Two studies were funded using mice & rats specifically bread to pop out tumors at higher-than-normal rates. They were fed cannabis extracted into corn oil, & their blood concentrations of metabolic breakdown products of cannabis was recorded, as were the resulting tumors compared to the expected rates . . . . . The results were published circa 1993 or 1994, I've got a hard copy around here somewhere, if y'all can't find the cite online, I'll dig it out . . .

& what were those results? Why didn't you hear about this? Well, because there was a dose-dependent decrease in all tumors, both studies. The more cannabis they gave them, the fewer tumors the little tumor-inclined rats & meese popped out . . . . No shit. Seriously.

If it had been some obscure Siberian grass that a multinational corporation could patent the genes of, it probably would have been hailed from the cover of Time magazine as a potential cure for cancer, but instead . ... . . Yeah . . . .

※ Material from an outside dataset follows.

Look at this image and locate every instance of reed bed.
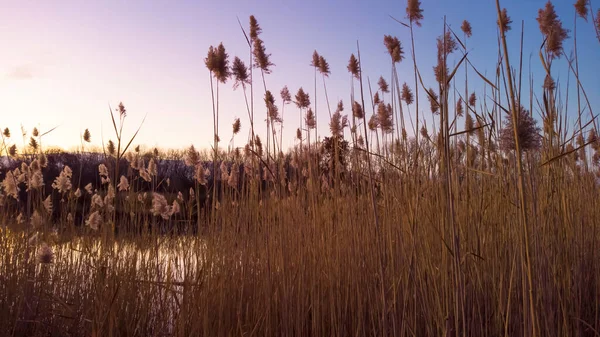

Oh, oh, must end this tirade with a Bill Hicks quote. Which one, which one? Oh, yes, but of course:

Why is marijuana against the law?

It grows naturally on our planet, serves a thousand different functions, all of them positive. To make marijuana against the law is like saying that God made a mistake.

Like on the seventh day God looked down, "There it is. My Creation; perfect and holy in all ways. Now I can rest....

"Oh, my Me! I left fuckin' pot everywhere.

"I should never have smoked that joint on the third day.

"Hehe, that was the day I created possums.

"If I leave pot everywhere that's gonna give people the impression they're supposed to...use it.

"Now I have to create Republicans."

"...And God wept", I believe is the next part of that story.